Like many other women, I fell prey to the oppressive standards of beauty. But it is not just mentally exhausting to keep chasing an unattainable ideal: beauty standards are discriminatory and further marginalise the people in society that are already underprivileged.
In my experience, growing up as a woman in a culture that values your looks as much as ours does, you are made aware very early on what the societal expectations for your appearance are. My earliest memory of my mother telling me to have a more ‘ladylike’ posture is from a birthday party at 5 years old, a word that has been repeated to me and many other young girls growing up more times than we can remember. We instil so much value in how women visually present themselves that it’s truly no wonder so many young women internalise that their worth is completely dependent on how they look, and often spend inordinate amounts of time, money, and effort ensuring that they are looking their absolute best at all times.
From fad diets to always having to buy the trendiest clothes, young girls are constantly pressured into very unhealthy behaviours and beliefs at the expense of their true potential. While there is absolutely nothing wrong with being interested in beauty or fashion — which can be incredible creative outlets for self-expression — it is good to ask oneself where your standards of beauty come from and whether they reflect your own values. I found myself questioning the teachings of my own mother about how is acceptable to appear or act like as a woman. Once you start noticing the implicit messages about beauty standards in your own surroundings and more widely in society, it is difficult to ignore how pervasive they are.
Beauty at the cost of justice
For me, breaking free from self-limiting beliefs about beauty standards — albeit a long process, since we are socialised this way since birth — took another level of depth when I made the connection with how beauty is used to oppress not only women, but almost all minorities. Thinking about looks appears a lot less frivolous when interrogated in this way: the perception of ‘proper womanhood’ and how to present or perform one’s gender as feminine can be used as a transphobic standard, for example. Furthermore, our current beauty standards for women stem from colonialism, and remain extremely Eurocentric and racist. We have previously written about colourism and how harmful privileging whiteness as an ideal of beauty is. The racist roots of our beauty standards even extend to food, as diet culture historically labelled non-European cuisines as ‘unhealthy’ and demonised non-white bodies. Fatphobia in our society manifests in not only discrimination of people in larger bodies, but also in soaring eating disorders.

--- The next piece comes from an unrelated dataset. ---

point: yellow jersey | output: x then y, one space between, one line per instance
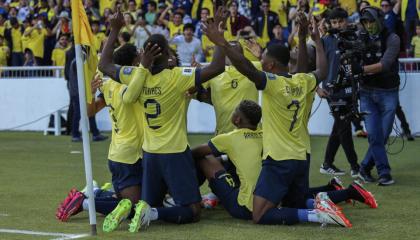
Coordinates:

The pressures of beauty negatively affect everyone, even if they are protected from appearance-based discrimination through their various privileges. It is mentally exhausting to constantly keep up with expectations of perfection. Crucially, this is not a fear that exists solely in one’s head: the professional capabilities of politicians who are women are more often judged on the basis of their appearance, whereas their male counterparts do not have to live up to the same expectations. For many women, not paying attention to their external presentation poses a real risk of being exposed to misogyny and marginalisation. Perpetuating insecurity of women benefits the profitable beauty and weight-loss industries, and every time women have somehow gained economic or political power in history, standards of beauty get stricter and stricter. Our current beauty ideals stand in the way of social justice, in both its demands and its power to preoccupy women’s attention from true liberation.

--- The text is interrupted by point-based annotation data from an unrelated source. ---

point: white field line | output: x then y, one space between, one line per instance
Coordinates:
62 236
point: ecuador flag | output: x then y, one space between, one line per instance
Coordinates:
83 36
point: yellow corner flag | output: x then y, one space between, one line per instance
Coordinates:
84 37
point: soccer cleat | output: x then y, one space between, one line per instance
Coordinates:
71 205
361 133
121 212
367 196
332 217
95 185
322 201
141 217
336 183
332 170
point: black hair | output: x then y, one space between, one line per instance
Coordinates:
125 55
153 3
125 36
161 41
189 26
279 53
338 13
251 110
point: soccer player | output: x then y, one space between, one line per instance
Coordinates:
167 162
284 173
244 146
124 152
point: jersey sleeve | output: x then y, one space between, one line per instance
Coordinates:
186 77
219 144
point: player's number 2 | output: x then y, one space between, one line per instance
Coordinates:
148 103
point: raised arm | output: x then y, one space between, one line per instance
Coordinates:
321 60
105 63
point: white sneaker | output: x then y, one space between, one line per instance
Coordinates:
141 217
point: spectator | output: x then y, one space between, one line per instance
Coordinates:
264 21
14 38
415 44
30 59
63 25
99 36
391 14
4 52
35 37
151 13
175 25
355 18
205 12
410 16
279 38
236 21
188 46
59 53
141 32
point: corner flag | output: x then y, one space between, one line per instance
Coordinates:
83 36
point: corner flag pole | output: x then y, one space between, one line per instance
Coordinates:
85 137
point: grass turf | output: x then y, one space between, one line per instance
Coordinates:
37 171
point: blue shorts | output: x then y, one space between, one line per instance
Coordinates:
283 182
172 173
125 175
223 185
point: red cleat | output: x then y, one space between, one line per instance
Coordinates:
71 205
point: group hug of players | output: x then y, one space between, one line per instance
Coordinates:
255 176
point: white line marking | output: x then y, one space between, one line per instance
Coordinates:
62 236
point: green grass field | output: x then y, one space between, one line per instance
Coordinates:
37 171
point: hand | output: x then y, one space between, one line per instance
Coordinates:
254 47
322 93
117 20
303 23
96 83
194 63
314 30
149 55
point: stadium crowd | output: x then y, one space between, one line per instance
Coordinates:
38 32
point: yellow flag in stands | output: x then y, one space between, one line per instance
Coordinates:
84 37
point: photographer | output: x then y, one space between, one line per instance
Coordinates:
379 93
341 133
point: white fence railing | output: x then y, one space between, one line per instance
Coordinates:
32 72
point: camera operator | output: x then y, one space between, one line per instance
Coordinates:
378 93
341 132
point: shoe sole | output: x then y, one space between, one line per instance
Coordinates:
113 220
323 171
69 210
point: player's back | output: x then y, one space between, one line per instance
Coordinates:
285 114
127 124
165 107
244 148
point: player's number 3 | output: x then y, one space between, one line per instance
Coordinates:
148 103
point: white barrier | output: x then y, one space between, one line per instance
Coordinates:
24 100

Unlearning beauty oppression
The question that arises is obvious: how do we combat these oppressive beauty standards? It seems clear that so-called ‘choice feminism’, whereby any choice that a woman makes is deemed inherently feminist, as it is assumed as an expression of autonomy without considering the societal conditions and structured behind that decision, is inadequate to counter the pressures of beauty. At the same time, we cannot judge anyone who would rather adhere to standard expectations of beauty to access certain privileges in society: indeed, for some, traditional gender expression can well be a question of life and death. Therefore, rather than attacking anyone who shaves their body hair for instance, we should seek to resist the structural oppression of women, particularly that of women of colour, trans women, and women in bodies that are discriminated against.

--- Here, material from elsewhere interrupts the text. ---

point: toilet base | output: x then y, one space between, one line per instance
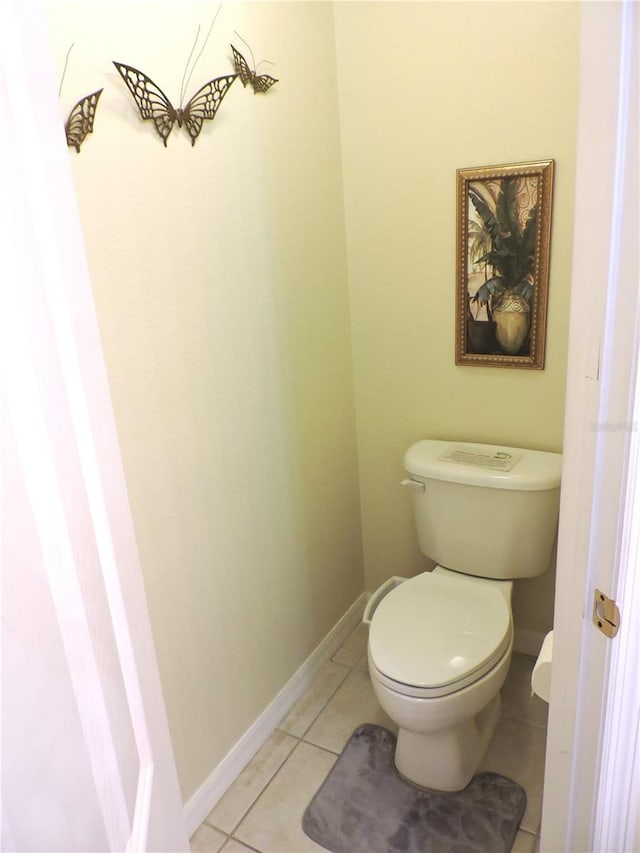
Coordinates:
446 760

For me, this started with exposing myself to a more diverse range of beautiful people — traditional and social media are saturated by thin, white, able-bodied, wealthy models, so merely breaking away from that can be helpful in diversifying your own idea of ‘beauty’. Moreover, I try to be extremely careful in perpetuating ideals of beauty that are harmful: for example, I avoid commenting on anyone’s body size (including my own) and, rather than paying attention to features that one is born with, try compliment someone’s choice of clothes instead, or something entirely unrelated to their appearance. While we undeniably live in a society where one’s appearance unfortunately does matter and recognising one’s privilege in this sense is extremely important, at the end of the day, we are all way more than our looks. Although I genuinely think that the people I love are beautiful all in their own ways, that is not the reason I think they are amazing people.
We at JAN Trust stand against all kinds of oppression and marginalisation, including discrimination based on one’s looks. Beyond the prevailing beauty standards, we know that for example visible expression of religion is often a reason hijabi women are discriminated against. Women have so much to give irrespective of their looks, and we want to encourage, educate and empower them to harness their full potential. In order to do so, we all must resist marginalisation of people based on their appearance.